Il nostro cervello e la sua capacità di adattamento alla realtà, tra tecnologie e nuove sfide. Parla il prof. Alleva: “Vi spiego la neuroplasticità”

cervello

Non c’è organo più misterioso e al tempo stesso più affascinante del cervello. Parliamo, d’altronde, dell’organo che ci rende compatibili con l’ambiente in cui viviamo. Tale incredibile capacità di adattamento prende il nome di «neuroplasticità», intesa come proprietà che consente al cervello di modificare la propria struttura e il proprio funzionamento in risposta all’attività e all’esperienza mentale. Abbiamo provato a capirne di più, cercando di comprendere quali sono i progressi in ambito scientifico, quali sono le ultime scoperte nell’ambito neuro-rigenerativo e, soprattutto, quali sono i consigli per mantenere una vita cerebrale attiva anche con l’avanzare dell’età. E lo abbiamo fatto con il professor Stefano Alleva, uno dei massimi esperti a livello internazionale. Il curriculum di Enrico Alleva, allievo di Rita Levi Montalcini, è sterminato: ex presidente della Società Italiana di Etologia, presidente della Federazione Italiana delle Scienze Naturali e Ambientali (FISNA), membro dei consigli scientifici di ANPA, Legambiente, Istituto della Enciclopedia Italiana “Giovanni Treccani”, Dipartimento CNR “Scienze della vita”, socio corrispondente dell’Accademia nazionale dei Lincei per la Sezione Genetica ed Evoluzione, dell’Accademia Medica di Roma e dell’Accademia delle scienze di Bologna, e membro del Comitato Scientifico della Fondazione BRF.

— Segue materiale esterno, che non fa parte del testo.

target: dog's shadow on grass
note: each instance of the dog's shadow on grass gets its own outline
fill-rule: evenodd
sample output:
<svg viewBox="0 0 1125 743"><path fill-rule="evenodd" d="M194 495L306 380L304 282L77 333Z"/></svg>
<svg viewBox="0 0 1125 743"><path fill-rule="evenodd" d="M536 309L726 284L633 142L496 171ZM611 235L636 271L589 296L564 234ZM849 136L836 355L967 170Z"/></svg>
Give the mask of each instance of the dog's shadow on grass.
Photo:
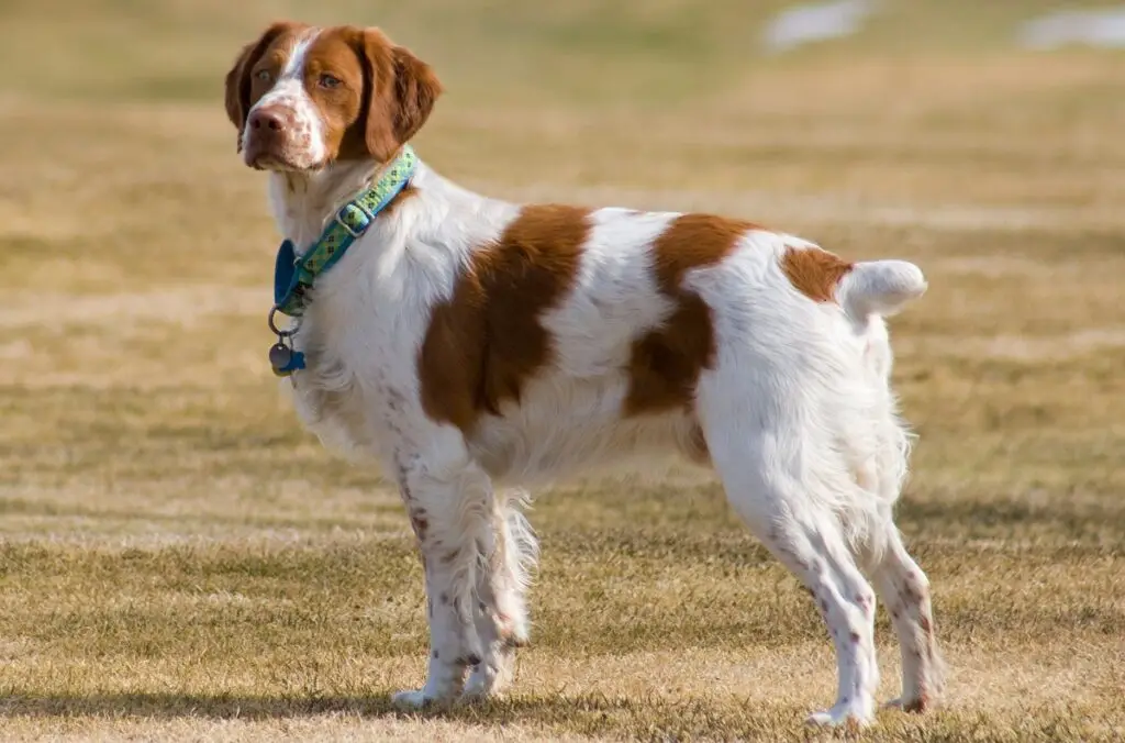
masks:
<svg viewBox="0 0 1125 743"><path fill-rule="evenodd" d="M549 720L577 713L629 716L634 704L602 695L579 698L507 698L480 704L432 706L405 710L390 695L370 696L241 696L207 693L93 693L33 696L0 692L0 717L134 717L174 719L286 719L344 714L359 717L440 717L443 719L497 724L515 720Z"/></svg>

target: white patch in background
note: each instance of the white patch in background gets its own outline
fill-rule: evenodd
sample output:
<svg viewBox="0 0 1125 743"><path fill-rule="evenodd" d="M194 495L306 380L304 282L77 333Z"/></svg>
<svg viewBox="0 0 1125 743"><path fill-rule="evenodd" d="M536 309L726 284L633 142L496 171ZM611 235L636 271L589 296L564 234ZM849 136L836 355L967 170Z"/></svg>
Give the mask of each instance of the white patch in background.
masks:
<svg viewBox="0 0 1125 743"><path fill-rule="evenodd" d="M1068 45L1125 48L1125 6L1097 10L1060 10L1025 21L1020 46L1055 50Z"/></svg>
<svg viewBox="0 0 1125 743"><path fill-rule="evenodd" d="M775 54L858 33L875 11L875 0L834 0L783 10L766 26L763 43Z"/></svg>

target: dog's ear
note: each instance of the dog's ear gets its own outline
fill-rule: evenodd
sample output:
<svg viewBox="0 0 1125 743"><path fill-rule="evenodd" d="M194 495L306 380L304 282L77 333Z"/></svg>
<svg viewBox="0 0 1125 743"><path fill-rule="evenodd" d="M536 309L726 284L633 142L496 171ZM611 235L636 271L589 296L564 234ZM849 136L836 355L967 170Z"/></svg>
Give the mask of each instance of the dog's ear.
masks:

Professore, partiamo da principio: cosa intendiamo per neuroplasticità del cervello?
Innanzitutto il cervello è l’organo di integrazione di tutto il corpo dei vertebrati. È quell’organo che reagisce all’ambiente e dunque si aggiusta a sua volta. Rende di fatto l’organismo compatibile con l’ambiente e, soprattutto, con l’ambiente che cambia. Questa è l’essenza della plasticità: il nostro ambiente cambia continuamente e, dunque, anche noi dobbiamo “aggiustarci” a tali cambiamenti.

Come avvengono tali “aggiustamenti”?
Il cervello è costituito da tanti neuroni, che si connettono in una maniera che si modifica continuamente, attraverso gli assoni e attraverso piccoli derivazioni che si chiamano dendriti. E qui abbiamo una miriade di sinapsi che, come i fiori fioriscono e appassiscono. Questo è l’ultimo livello, il più alto, dove il cervello si aggiusta e si adatta. Le faccio un esempio.

Mi dica.
Noi oggi ci siamo conosciuti. Io ricorderò il suo nome e viceversa. Ecco: di mezzo ci sono le sinapsi.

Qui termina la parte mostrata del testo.